Да, уж чересчур правильно, с деревенской вольготностью, жили мы все (в том числе и мужики), жили как бы в богатейшей усадьбе, где даже и тот, кто был обделен, у кого были лапти разбиты, лежал, задеря эти лапти, с полной беспечностью, благо потребности были дикарски ограничены.
«Мы все учились понемногу, чему-нибудь и как-нибудь». Да и делали мы тоже только кое-что, что придется, иногда очень горячо и очень талантливо, а все-таки по большей части как бог на душу положит — один Петербург подтягивал. Длительным будничным трудом мы брезговали, белоручки были, в сущности, страшные. А отсюда, между прочим, и идеализм наш, в сущности, очень барский, наша вечная оппозиционность, критика всего и всех: критиковать-то ведь гораздо легче, чем работать. И вот:
— Ах, я задыхаюсь среди этой николаевщины, не могу быть чиновником, сидеть рядом с Акакием Акакиевичем, — карету мне, карету!
Отсюда Герцены, Чацкие. Но отсюда же и Николка Серый из моей «Деревни», — сидит на лавке в темной, холодной избе и ждет, когда подпадет какая-то «настоящая» работа, — сидит, ждет и томится. Какая это старая русская болезнь, это томление, эта скука, эта разбалованность — вечная надежда, что придет какая-то лягушка с волшебным кольцом и все за тебя сделает: стоит только выйти на крылечко и перекинуть с руки на руку колечко!
Это род нервной болезни, а вовсе не знаменитые «запросы», будто бы происходящие от наших «глубин».
«Я ничего не сделал, ибо всегда хотел сделать больше обыкновенного».
Это признание Герцена.
Вспоминаются и другие замечательные его строки:
«Нами человечество протрезвляется, мы его похмелье… Мы канонизировали революцию… Нашим разочарованием, нашим страданием мы избавляем от скорбей следующие поколения…»

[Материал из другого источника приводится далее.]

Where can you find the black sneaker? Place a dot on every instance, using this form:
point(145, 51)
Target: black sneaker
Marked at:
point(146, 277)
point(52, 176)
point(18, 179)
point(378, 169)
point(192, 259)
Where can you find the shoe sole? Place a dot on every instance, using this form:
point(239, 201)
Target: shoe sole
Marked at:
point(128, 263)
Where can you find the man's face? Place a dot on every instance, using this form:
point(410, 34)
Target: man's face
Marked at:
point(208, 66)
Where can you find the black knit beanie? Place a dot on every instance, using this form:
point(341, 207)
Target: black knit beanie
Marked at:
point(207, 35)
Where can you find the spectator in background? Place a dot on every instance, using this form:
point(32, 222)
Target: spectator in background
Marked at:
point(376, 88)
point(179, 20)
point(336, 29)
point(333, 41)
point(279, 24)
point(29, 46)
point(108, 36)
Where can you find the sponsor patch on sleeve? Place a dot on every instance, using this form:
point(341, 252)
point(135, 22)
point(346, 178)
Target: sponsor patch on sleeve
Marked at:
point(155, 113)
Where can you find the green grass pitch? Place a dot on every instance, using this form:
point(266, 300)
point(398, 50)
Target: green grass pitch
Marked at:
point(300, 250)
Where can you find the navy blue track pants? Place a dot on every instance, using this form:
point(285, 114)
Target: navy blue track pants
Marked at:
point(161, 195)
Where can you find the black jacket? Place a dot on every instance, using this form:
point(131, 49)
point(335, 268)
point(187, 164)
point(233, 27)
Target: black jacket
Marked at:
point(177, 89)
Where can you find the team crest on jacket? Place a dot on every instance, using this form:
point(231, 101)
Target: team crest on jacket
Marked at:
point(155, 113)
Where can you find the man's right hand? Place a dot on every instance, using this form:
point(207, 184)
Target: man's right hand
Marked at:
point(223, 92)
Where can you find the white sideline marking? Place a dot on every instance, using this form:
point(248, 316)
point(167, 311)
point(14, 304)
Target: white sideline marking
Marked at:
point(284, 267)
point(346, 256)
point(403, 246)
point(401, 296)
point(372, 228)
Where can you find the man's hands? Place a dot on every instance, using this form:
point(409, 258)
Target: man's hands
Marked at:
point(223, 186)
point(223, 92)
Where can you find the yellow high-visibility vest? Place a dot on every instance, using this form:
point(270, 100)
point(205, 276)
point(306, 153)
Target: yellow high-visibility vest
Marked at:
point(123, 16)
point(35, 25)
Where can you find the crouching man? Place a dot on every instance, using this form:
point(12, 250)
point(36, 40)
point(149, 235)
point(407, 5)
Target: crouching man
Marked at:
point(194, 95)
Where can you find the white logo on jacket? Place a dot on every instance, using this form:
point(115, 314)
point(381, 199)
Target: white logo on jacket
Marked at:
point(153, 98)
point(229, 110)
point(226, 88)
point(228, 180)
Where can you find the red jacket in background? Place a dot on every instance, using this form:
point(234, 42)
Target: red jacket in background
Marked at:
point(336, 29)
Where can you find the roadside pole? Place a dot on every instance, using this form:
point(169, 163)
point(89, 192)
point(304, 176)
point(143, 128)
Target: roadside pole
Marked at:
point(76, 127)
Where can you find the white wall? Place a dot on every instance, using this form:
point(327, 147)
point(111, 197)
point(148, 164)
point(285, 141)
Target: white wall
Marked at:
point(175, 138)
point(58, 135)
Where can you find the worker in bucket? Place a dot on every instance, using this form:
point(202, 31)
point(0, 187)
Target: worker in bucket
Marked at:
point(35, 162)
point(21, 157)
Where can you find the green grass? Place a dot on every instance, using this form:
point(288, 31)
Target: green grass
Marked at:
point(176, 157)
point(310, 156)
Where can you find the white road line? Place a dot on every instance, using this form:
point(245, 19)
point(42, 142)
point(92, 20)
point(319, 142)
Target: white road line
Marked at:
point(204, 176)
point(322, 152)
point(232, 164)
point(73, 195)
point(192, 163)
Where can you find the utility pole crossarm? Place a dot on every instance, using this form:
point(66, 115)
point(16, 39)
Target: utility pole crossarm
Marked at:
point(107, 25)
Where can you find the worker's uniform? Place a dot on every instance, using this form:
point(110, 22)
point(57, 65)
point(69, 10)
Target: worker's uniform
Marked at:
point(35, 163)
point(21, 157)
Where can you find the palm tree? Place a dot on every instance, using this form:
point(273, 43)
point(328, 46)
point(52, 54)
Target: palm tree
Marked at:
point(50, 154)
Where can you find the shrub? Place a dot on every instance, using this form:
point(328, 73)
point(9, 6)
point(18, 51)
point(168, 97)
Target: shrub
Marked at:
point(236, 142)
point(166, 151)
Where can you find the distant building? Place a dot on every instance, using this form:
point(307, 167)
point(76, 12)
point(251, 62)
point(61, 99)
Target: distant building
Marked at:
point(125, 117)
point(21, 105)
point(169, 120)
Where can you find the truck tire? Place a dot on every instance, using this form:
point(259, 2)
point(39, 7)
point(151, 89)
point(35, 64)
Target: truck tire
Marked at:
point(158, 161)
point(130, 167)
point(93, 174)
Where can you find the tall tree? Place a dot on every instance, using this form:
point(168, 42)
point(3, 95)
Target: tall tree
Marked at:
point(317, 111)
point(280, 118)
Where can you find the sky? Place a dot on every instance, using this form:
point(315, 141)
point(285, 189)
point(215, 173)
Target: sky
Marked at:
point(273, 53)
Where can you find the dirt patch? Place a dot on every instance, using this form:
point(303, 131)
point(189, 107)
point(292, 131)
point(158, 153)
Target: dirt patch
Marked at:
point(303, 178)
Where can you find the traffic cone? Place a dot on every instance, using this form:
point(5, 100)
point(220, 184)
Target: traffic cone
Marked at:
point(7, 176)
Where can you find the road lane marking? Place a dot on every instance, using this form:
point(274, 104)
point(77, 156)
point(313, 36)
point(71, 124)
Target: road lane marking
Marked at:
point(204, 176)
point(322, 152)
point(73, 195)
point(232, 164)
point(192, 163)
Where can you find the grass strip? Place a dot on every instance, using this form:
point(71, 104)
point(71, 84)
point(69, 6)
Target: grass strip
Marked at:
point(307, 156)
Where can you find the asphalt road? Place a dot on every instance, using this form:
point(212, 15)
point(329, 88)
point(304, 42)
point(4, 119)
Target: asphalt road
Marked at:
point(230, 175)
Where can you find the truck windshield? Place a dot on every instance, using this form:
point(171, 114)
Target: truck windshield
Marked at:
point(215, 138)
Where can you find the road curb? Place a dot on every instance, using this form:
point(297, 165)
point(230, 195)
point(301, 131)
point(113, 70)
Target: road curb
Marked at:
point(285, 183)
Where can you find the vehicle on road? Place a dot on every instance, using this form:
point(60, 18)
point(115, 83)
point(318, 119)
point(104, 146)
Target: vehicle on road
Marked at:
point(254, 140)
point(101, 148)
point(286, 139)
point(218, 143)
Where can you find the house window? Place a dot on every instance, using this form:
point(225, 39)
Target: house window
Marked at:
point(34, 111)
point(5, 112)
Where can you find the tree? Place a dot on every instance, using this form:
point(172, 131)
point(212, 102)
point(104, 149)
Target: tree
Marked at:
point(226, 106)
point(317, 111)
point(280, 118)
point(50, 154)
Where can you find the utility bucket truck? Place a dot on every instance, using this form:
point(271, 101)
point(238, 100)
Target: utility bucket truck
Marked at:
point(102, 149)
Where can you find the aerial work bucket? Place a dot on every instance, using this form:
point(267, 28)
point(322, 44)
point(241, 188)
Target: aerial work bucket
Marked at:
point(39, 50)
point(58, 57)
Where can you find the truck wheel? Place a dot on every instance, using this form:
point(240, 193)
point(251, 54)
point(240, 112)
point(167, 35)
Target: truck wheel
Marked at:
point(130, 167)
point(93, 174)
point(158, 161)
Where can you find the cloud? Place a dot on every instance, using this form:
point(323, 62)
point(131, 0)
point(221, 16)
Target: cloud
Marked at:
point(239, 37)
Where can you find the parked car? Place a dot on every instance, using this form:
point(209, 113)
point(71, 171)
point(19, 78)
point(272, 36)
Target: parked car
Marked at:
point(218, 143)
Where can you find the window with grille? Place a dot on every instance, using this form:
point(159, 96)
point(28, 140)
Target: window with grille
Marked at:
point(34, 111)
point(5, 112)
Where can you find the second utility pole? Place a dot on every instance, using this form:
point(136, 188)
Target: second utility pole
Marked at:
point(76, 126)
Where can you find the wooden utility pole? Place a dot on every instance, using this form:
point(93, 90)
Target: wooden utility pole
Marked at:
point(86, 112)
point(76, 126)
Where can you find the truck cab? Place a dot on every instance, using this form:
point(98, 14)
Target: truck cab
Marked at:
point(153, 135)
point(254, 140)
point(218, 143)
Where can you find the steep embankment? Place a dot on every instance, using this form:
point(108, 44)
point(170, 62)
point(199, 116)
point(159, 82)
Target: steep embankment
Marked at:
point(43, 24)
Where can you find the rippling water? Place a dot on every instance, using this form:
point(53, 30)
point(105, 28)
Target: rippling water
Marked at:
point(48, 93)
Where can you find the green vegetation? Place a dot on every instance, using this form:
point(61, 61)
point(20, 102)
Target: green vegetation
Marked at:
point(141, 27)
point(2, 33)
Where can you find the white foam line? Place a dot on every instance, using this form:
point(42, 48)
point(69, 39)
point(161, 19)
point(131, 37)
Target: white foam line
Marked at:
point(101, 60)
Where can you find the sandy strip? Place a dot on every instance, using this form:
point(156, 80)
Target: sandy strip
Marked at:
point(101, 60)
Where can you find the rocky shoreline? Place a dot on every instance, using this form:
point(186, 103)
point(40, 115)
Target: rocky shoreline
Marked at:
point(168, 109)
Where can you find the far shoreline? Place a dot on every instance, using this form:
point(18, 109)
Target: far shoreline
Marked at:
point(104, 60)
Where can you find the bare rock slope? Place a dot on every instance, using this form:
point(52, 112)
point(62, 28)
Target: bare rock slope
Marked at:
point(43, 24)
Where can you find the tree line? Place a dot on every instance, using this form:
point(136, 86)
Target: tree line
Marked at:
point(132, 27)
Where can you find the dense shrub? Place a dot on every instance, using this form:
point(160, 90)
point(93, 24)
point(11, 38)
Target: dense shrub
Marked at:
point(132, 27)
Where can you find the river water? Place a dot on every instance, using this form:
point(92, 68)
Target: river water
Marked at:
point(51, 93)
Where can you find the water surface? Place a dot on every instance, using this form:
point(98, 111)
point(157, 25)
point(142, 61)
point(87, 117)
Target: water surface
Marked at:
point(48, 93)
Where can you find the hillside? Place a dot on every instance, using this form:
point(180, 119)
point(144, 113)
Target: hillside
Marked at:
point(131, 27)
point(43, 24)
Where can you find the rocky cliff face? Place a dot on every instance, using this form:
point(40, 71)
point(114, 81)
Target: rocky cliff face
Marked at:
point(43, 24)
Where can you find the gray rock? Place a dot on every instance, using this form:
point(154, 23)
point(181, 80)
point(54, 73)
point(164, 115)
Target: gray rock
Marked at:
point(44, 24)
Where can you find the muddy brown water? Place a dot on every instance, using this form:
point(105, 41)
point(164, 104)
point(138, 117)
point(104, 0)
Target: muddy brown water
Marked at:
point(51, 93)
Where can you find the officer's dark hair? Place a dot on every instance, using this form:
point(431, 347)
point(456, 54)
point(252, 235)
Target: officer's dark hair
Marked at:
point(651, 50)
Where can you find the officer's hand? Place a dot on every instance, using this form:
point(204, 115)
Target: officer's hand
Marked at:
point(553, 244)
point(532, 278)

Сейчас (8 часов вечера, а по «советскому» уже половина одиннадцатого) закрывал, возвратясь с прогулки, ставни: ломоть месяца, совсем золотой, чисто блестит сквозь молодую зелень дерева под окном на очистившемся западном небе, тонком и еще светлом.
Вышел в семь, поминутно дождь, похоже на осенний вечер. Прошел по Херсонской, потом завернул к Соборной площади. Еще светло, а уже все закрыто, все магазины, — тягостная, тревожащая душу пустота. Пока дошел до площади, дождь перестал, шел к собору под молодой зеленью уже зацветавших каштанов, по блестящему мокрому асфальту. Вспомнил мрачный вечер «первого мая». А в соборе венчали, пел женский хор. Вошел, и, как всегда за последнее время, эта церковная красота, этот остров «старого» мира в море грязи, подлости и низости «нового» тронули необыкновенно. Какое вечернее небо в окнах! В алтаре, в глубине, окна уже лилово синели — любимое мое. Милые девичьи личики у певших в хоре, на головах белые покрывала с золотым крестиком на лбу, в руках ноты и золотые огоньки маленьких восковых свечей — все было так прелестно, что, слушая и глядя, очень плакал. Шел домой, — чувство легкости, молодости. И наряду с этим — какая тоска, какая боль!
Когда вернулся, у нас во дворе, в квартире милиционера, играли на фортепьяно и танцевали. Встретил Марусю, — в сумерках, наряженная, с блестящими глазами, показалась очень хороша, — и на мгновение сердцем вспомнил то далекое, невозвратимое очарование, что испытывал когда-то в ранней молодости, вот в такой же апрельский вечер, в деревенском саду.
Маруся прошлым летом жила у нас на даче кухаркой и целый месяц скрывала в кухне и кормила моим хлебом большевика, своего любовника, и я знал это, знал. Вот какова моя кровожадность, и в этом все дело: быть такими же, как они, мы не можем. А раз не можем, конец нам!
Пишу при светильничке, — масло и поплавок в банке. Темь, копоть, порчу зрение.
<…> И еще вспомнилось. Москва, конец марта позапрошлого года. Большой, толстый князь Трубецкой кричит, театрально сжимая свои маленькие кулачки:
— Помните, господа: пгусский сапог безжалостно газдавит нежные гостки гусской свободы! Все на защиту ее!
Устами князя говорили тогда сотни тысяч уст. Нечего сказать, нашли для кого защищать «русскую свободу»!